Before and after in practice
| Before 0Pools | With 0Pools |
|---|---|
| Generic claims create expectations that no market system can always satisfy. | Claims are tied to actual fields: all-in rate, spread bps, fee bps, expiry, and execution status. |
| Product teams infer liquidity behavior from provider-specific screens or manual notes. | Product teams branch on 0Pools objects: pool, quote, trade, balance, webhook, and ledger. |
| Support asks engineering to reconstruct state from logs. | Support starts from request id, quote id, trade id, event id, and ledger id. |
System flow
Records to keep
| Record | Why it matters | Example |
|---|---|---|
claim | Text shown in product. | Firm quote locks terms until expiry. |
field_basis | Which API fields support it. | quoteId, expiresAt, rate |
audience | Where the claim appears. | checkout |
last_reviewed_at | Keeps claims current. | 2026-06-28 |
A useful implementation stores these records before adding optional analytics. Analytics can be rebuilt from durable state; missing ids usually cannot be reconstructed after a customer-impacting failure.
Example product record
{
"product_area": "spread-claims-review",
"partner_reference": "partner_order_123",
"pool_id": "EUR-USDT",
"quote_id": "pq_test_123",
"transact_id": "pt_test_456",
"status": "reserved",
"request_id": "req_01HZY0POOLS",
"reconciliation_state": "open"
}This record is intentionally partner-facing. It references 0Pools objects and your own product ids, but it does not include private liquidity routes, treasury balances, raw provider payloads, or customer secrets.

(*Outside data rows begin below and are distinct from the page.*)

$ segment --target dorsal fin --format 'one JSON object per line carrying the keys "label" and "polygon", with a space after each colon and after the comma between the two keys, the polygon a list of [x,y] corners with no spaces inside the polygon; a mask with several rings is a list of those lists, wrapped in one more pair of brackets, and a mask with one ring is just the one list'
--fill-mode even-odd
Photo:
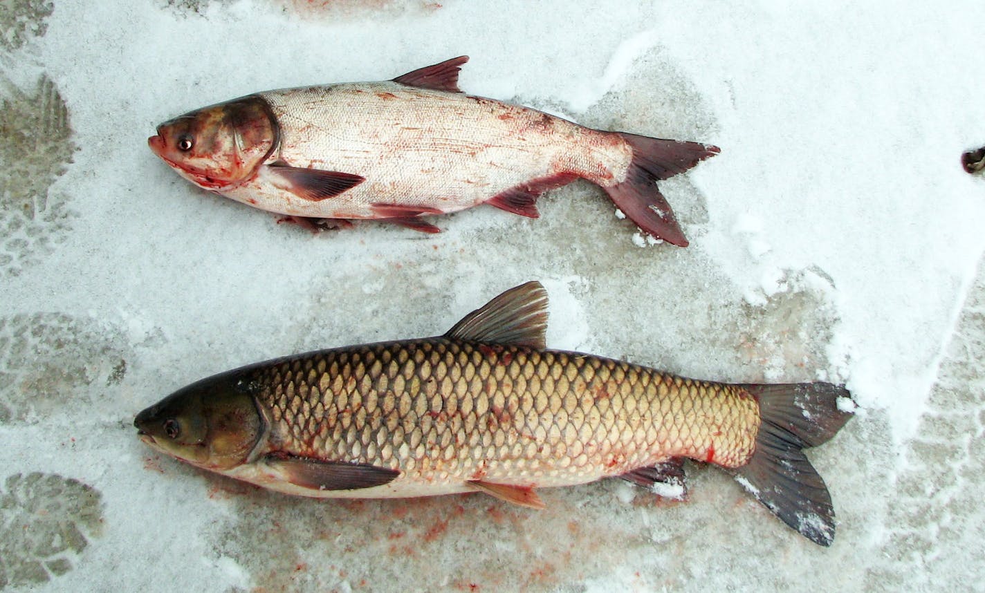
{"label": "dorsal fin", "polygon": [[430,89],[432,90],[461,92],[458,89],[458,72],[462,69],[462,64],[468,61],[469,56],[458,56],[457,58],[445,60],[440,64],[408,72],[403,76],[393,79],[393,82],[410,87]]}
{"label": "dorsal fin", "polygon": [[543,350],[547,347],[548,291],[538,282],[527,282],[495,297],[455,324],[445,333],[488,344],[512,344]]}

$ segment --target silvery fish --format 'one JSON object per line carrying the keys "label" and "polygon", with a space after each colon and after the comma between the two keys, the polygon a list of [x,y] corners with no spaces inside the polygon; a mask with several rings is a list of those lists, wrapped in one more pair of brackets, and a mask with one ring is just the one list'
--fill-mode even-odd
{"label": "silvery fish", "polygon": [[458,89],[461,56],[392,81],[258,92],[186,113],[148,143],[195,185],[307,228],[490,204],[537,217],[544,192],[586,179],[650,235],[687,246],[656,181],[716,147],[591,130]]}
{"label": "silvery fish", "polygon": [[730,385],[545,346],[547,293],[504,292],[437,337],[288,356],[205,379],[134,421],[152,447],[318,498],[535,489],[620,477],[667,492],[686,458],[734,473],[827,546],[834,511],[803,448],[851,416],[825,383]]}

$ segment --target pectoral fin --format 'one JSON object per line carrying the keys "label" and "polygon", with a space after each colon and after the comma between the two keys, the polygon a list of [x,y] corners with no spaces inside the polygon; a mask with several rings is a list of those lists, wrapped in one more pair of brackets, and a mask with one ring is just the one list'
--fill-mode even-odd
{"label": "pectoral fin", "polygon": [[334,198],[365,181],[361,175],[305,169],[282,164],[271,164],[268,170],[275,177],[274,185],[304,200],[321,202]]}
{"label": "pectoral fin", "polygon": [[480,491],[492,495],[500,501],[506,501],[513,504],[526,506],[528,508],[544,508],[544,503],[537,496],[533,488],[529,486],[510,486],[508,484],[492,484],[481,480],[469,480],[469,484],[475,486]]}
{"label": "pectoral fin", "polygon": [[266,464],[295,486],[310,490],[358,490],[382,486],[400,472],[366,463],[321,461],[307,457],[267,457]]}

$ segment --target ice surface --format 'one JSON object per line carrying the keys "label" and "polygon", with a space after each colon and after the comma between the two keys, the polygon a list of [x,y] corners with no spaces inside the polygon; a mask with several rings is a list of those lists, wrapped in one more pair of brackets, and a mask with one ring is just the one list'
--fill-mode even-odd
{"label": "ice surface", "polygon": [[[985,556],[985,15],[864,5],[23,0],[0,10],[0,588],[957,589]],[[592,127],[715,144],[661,184],[691,247],[576,183],[542,217],[313,237],[146,148],[247,92],[392,78]],[[482,496],[291,499],[144,446],[133,415],[205,375],[440,333],[540,279],[554,347],[736,382],[847,382],[810,451],[829,550],[723,472],[689,501],[608,481],[546,510]],[[839,404],[840,405],[840,404]]]}

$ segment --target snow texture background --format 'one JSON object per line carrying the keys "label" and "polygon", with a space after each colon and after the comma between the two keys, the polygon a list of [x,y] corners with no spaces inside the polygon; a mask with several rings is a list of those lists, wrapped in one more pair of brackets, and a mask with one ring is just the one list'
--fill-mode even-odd
{"label": "snow texture background", "polygon": [[[894,591],[985,575],[985,13],[976,2],[5,0],[0,3],[0,589]],[[266,89],[460,54],[467,91],[713,143],[662,184],[691,247],[579,182],[530,220],[321,236],[216,198],[156,124]],[[553,347],[735,382],[845,382],[810,453],[830,549],[724,473],[291,499],[162,457],[134,414],[241,364],[443,332],[540,279]]]}

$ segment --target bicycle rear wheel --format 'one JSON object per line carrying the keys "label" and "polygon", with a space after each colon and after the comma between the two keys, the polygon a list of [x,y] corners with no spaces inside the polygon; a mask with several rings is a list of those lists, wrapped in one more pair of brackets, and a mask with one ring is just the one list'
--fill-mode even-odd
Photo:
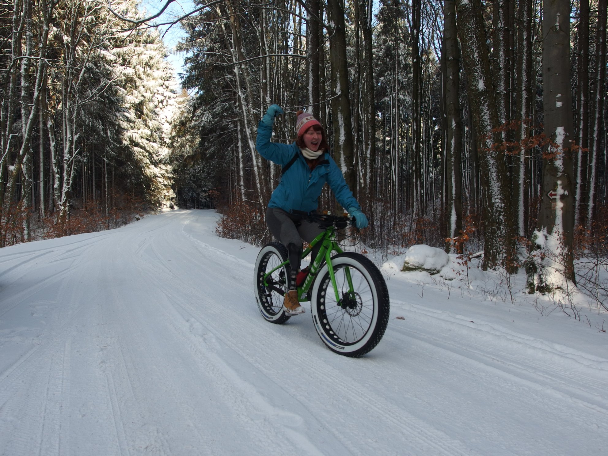
{"label": "bicycle rear wheel", "polygon": [[384,334],[390,311],[389,290],[378,268],[362,255],[339,254],[332,258],[331,264],[339,299],[325,264],[313,288],[313,322],[330,350],[361,356],[376,347]]}
{"label": "bicycle rear wheel", "polygon": [[285,323],[290,316],[283,307],[285,292],[289,289],[289,266],[285,265],[274,271],[266,278],[265,285],[264,276],[286,261],[287,249],[278,242],[264,246],[255,260],[254,286],[258,308],[267,321],[277,325]]}

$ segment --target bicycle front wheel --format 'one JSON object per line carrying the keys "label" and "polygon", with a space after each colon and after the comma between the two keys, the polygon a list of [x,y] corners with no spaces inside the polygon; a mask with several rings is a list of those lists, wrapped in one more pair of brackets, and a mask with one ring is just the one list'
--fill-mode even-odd
{"label": "bicycle front wheel", "polygon": [[339,254],[331,264],[336,288],[325,264],[313,288],[313,322],[330,350],[361,356],[384,334],[390,311],[389,290],[378,268],[362,255]]}
{"label": "bicycle front wheel", "polygon": [[278,325],[289,319],[283,307],[285,292],[289,289],[289,266],[286,264],[279,268],[266,277],[265,282],[264,277],[286,261],[287,249],[278,242],[264,246],[255,260],[254,287],[258,308],[266,320]]}

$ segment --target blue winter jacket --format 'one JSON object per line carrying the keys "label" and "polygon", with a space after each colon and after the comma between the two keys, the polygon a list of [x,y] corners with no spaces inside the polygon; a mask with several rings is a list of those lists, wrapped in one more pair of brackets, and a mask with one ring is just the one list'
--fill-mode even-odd
{"label": "blue winter jacket", "polygon": [[292,144],[271,142],[272,135],[272,127],[260,122],[255,147],[260,155],[282,167],[289,163],[294,154],[298,154],[298,158],[281,178],[271,196],[269,207],[278,207],[287,212],[292,209],[306,212],[315,210],[319,206],[319,196],[326,182],[342,207],[347,210],[361,209],[344,180],[342,171],[326,151],[319,164],[311,171],[295,142]]}

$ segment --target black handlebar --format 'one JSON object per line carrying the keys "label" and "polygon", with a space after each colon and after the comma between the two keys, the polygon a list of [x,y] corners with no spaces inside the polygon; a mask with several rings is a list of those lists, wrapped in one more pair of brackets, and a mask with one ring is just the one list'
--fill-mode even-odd
{"label": "black handlebar", "polygon": [[294,215],[302,216],[306,221],[316,222],[325,228],[330,226],[334,226],[338,229],[343,229],[346,228],[349,223],[354,225],[355,221],[355,218],[353,216],[320,214],[316,211],[306,212],[303,210],[292,209],[291,213]]}

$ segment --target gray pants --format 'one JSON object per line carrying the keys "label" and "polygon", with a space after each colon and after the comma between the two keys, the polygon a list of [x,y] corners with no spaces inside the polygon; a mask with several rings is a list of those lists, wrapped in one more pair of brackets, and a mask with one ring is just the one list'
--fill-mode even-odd
{"label": "gray pants", "polygon": [[[287,247],[291,270],[294,272],[298,271],[300,269],[302,240],[311,242],[323,232],[323,228],[318,223],[303,220],[301,215],[290,214],[278,207],[269,207],[266,210],[266,220],[270,232]],[[314,261],[320,248],[321,244],[317,244],[313,249],[311,263]]]}

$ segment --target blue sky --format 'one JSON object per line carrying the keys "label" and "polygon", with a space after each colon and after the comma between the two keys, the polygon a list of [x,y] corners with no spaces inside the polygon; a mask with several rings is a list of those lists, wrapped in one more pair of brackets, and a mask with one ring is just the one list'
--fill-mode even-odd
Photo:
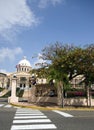
{"label": "blue sky", "polygon": [[1,72],[16,71],[23,56],[34,66],[56,41],[94,43],[93,0],[0,0]]}

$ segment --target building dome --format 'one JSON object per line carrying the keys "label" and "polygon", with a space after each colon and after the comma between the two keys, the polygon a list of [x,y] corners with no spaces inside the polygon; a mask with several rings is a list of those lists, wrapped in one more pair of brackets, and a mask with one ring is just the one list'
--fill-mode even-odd
{"label": "building dome", "polygon": [[30,62],[26,59],[26,57],[24,56],[23,59],[21,61],[19,61],[18,63],[20,66],[28,66],[31,67]]}

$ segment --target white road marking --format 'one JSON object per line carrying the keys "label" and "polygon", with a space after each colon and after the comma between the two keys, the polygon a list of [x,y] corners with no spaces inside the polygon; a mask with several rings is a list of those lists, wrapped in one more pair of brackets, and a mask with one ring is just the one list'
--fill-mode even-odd
{"label": "white road marking", "polygon": [[9,105],[9,104],[8,104],[8,105],[6,105],[6,106],[4,106],[4,107],[10,108],[10,107],[12,107],[12,105]]}
{"label": "white road marking", "polygon": [[62,116],[64,116],[64,117],[73,117],[73,115],[62,112],[62,111],[58,111],[58,110],[53,110],[53,111],[60,114],[60,115],[62,115]]}
{"label": "white road marking", "polygon": [[15,116],[14,119],[47,118],[47,116]]}
{"label": "white road marking", "polygon": [[33,119],[33,120],[14,120],[13,123],[48,123],[51,122],[49,119]]}
{"label": "white road marking", "polygon": [[44,115],[43,113],[16,113],[16,116],[38,116],[38,115]]}
{"label": "white road marking", "polygon": [[18,108],[11,130],[44,130],[56,129],[52,121],[39,110]]}
{"label": "white road marking", "polygon": [[54,124],[13,125],[11,130],[56,129]]}

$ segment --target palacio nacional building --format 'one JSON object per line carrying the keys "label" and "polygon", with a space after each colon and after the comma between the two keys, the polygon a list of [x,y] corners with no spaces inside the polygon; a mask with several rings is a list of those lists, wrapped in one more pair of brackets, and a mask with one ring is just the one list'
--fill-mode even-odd
{"label": "palacio nacional building", "polygon": [[[32,66],[30,62],[24,56],[22,60],[16,65],[16,72],[13,73],[0,73],[0,87],[1,88],[11,88],[11,79],[16,76],[17,78],[17,87],[20,89],[28,90],[32,86],[32,75],[30,71]],[[37,79],[37,83],[45,83],[46,80]]]}

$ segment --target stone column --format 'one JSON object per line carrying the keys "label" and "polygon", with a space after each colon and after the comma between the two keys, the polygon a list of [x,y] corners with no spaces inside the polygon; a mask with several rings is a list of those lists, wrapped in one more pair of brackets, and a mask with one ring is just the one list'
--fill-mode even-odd
{"label": "stone column", "polygon": [[11,97],[8,98],[9,103],[18,102],[18,97],[16,96],[17,78],[13,77],[11,80]]}

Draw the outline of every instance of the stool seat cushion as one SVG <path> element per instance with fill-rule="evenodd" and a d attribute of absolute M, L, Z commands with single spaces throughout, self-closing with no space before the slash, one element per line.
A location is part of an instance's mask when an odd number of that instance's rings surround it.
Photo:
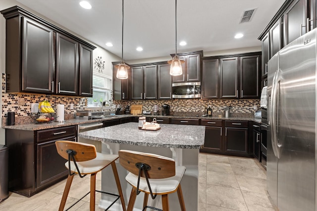
<path fill-rule="evenodd" d="M 176 166 L 175 176 L 164 179 L 149 179 L 153 193 L 165 194 L 166 193 L 175 192 L 178 187 L 185 170 L 185 167 Z M 137 175 L 129 173 L 126 176 L 125 179 L 130 184 L 136 188 L 138 185 Z M 140 178 L 139 188 L 140 190 L 148 193 L 150 193 L 150 190 L 145 178 Z"/>
<path fill-rule="evenodd" d="M 113 161 L 119 158 L 118 155 L 108 155 L 97 153 L 97 157 L 87 161 L 77 162 L 76 163 L 78 167 L 80 173 L 83 174 L 91 174 L 98 172 L 108 166 Z M 65 166 L 68 168 L 68 162 L 65 163 Z M 70 169 L 72 171 L 78 173 L 74 162 L 70 162 Z"/>

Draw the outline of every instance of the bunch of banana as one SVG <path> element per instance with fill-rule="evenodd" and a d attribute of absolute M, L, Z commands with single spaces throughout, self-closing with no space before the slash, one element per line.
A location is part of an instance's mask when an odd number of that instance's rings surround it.
<path fill-rule="evenodd" d="M 39 103 L 39 111 L 42 113 L 54 113 L 55 111 L 47 100 L 43 100 Z"/>

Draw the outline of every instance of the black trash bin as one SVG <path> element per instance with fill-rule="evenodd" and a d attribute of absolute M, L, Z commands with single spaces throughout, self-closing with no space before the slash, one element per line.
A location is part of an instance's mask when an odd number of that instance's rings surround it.
<path fill-rule="evenodd" d="M 0 145 L 0 202 L 9 196 L 8 158 L 8 148 L 6 146 Z"/>

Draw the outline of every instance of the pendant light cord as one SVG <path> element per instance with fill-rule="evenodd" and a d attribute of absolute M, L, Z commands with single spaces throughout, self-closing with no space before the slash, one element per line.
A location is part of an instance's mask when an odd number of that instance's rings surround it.
<path fill-rule="evenodd" d="M 175 56 L 177 56 L 177 0 L 175 0 Z"/>
<path fill-rule="evenodd" d="M 122 0 L 122 42 L 121 49 L 121 58 L 122 59 L 122 63 L 123 63 L 123 0 Z"/>

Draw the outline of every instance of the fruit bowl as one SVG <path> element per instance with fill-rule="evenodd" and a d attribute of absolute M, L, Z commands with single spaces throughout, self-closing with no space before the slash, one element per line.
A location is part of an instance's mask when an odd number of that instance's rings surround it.
<path fill-rule="evenodd" d="M 36 119 L 38 123 L 51 123 L 55 120 L 55 117 L 51 114 L 39 114 Z"/>

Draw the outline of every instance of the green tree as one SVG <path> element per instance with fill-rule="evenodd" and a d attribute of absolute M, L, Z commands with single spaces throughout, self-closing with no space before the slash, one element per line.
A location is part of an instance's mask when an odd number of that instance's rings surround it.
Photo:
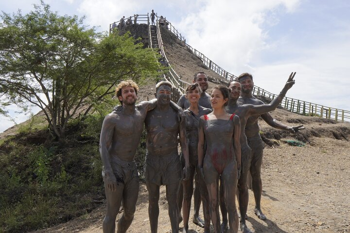
<path fill-rule="evenodd" d="M 43 1 L 25 15 L 1 17 L 0 93 L 24 110 L 38 106 L 59 139 L 82 106 L 85 116 L 116 83 L 157 76 L 152 50 L 129 34 L 97 33 L 84 17 L 60 16 Z"/>

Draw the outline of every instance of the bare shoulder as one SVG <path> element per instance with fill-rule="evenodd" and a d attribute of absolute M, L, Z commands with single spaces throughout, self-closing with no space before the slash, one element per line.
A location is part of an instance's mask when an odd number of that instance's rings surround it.
<path fill-rule="evenodd" d="M 236 124 L 239 123 L 240 121 L 241 120 L 240 119 L 239 116 L 237 115 L 235 115 L 234 116 L 233 116 L 233 122 Z"/>
<path fill-rule="evenodd" d="M 105 123 L 115 122 L 119 119 L 120 114 L 120 112 L 118 110 L 113 110 L 113 112 L 105 116 L 104 120 L 104 122 Z"/>
<path fill-rule="evenodd" d="M 204 107 L 202 107 L 200 105 L 199 106 L 199 109 L 200 109 L 201 111 L 204 114 L 204 115 L 209 114 L 211 112 L 212 112 L 212 110 L 210 108 L 205 108 Z"/>

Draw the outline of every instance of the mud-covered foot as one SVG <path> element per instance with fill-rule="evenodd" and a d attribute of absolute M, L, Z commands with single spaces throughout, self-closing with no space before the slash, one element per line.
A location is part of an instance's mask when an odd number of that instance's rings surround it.
<path fill-rule="evenodd" d="M 240 227 L 241 228 L 241 231 L 242 233 L 253 233 L 253 232 L 250 231 L 245 223 L 243 222 L 240 223 Z"/>
<path fill-rule="evenodd" d="M 210 233 L 210 227 L 204 228 L 204 233 Z"/>
<path fill-rule="evenodd" d="M 192 221 L 196 225 L 200 226 L 202 228 L 204 228 L 204 221 L 199 217 L 199 216 L 197 216 L 197 217 L 193 216 Z"/>
<path fill-rule="evenodd" d="M 254 209 L 254 213 L 255 213 L 255 215 L 258 216 L 258 217 L 259 217 L 259 219 L 263 220 L 266 220 L 266 216 L 265 216 L 265 215 L 262 214 L 262 212 L 261 211 L 261 210 Z"/>
<path fill-rule="evenodd" d="M 226 222 L 223 222 L 220 226 L 220 233 L 225 233 L 228 230 L 228 225 Z"/>

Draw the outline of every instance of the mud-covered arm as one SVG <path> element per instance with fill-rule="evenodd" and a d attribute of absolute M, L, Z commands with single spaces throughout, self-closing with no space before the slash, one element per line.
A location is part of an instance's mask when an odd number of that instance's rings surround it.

Failure modes and recovery
| Failure mode | Product response |
|---|---|
| Zero slippage promise | Say firm quotes bound accepted terms, not that markets never move. |
| Hidden fee wording | Explain fees from returned fields. |
| Route guarantee | Avoid claims about private route behavior. |
| Permanent rate promise | Tie every price to quote expiry. |
Use-case patterns
| Pattern | How 0Pools helps |
|---|---|
| Checkout copy | Explain final price clearly. |
| Sales enablement | Avoid unsupported economics claims. |
| Support FAQ | Describe quote movement honestly. |
Developer checklist
- Read runtime discovery and capabilities before rendering enabled actions.
- Create firm quotes only when the user is ready to accept the terms.
- Execute from your server with an idempotency key.
- Treat webhooks and status reads as the source of truth for settlement state.
- Reconcile by durable ids first, then by amount and timestamp.
- Do not branch product behavior on provider names, route names, reserve balances, or treasury assumptions.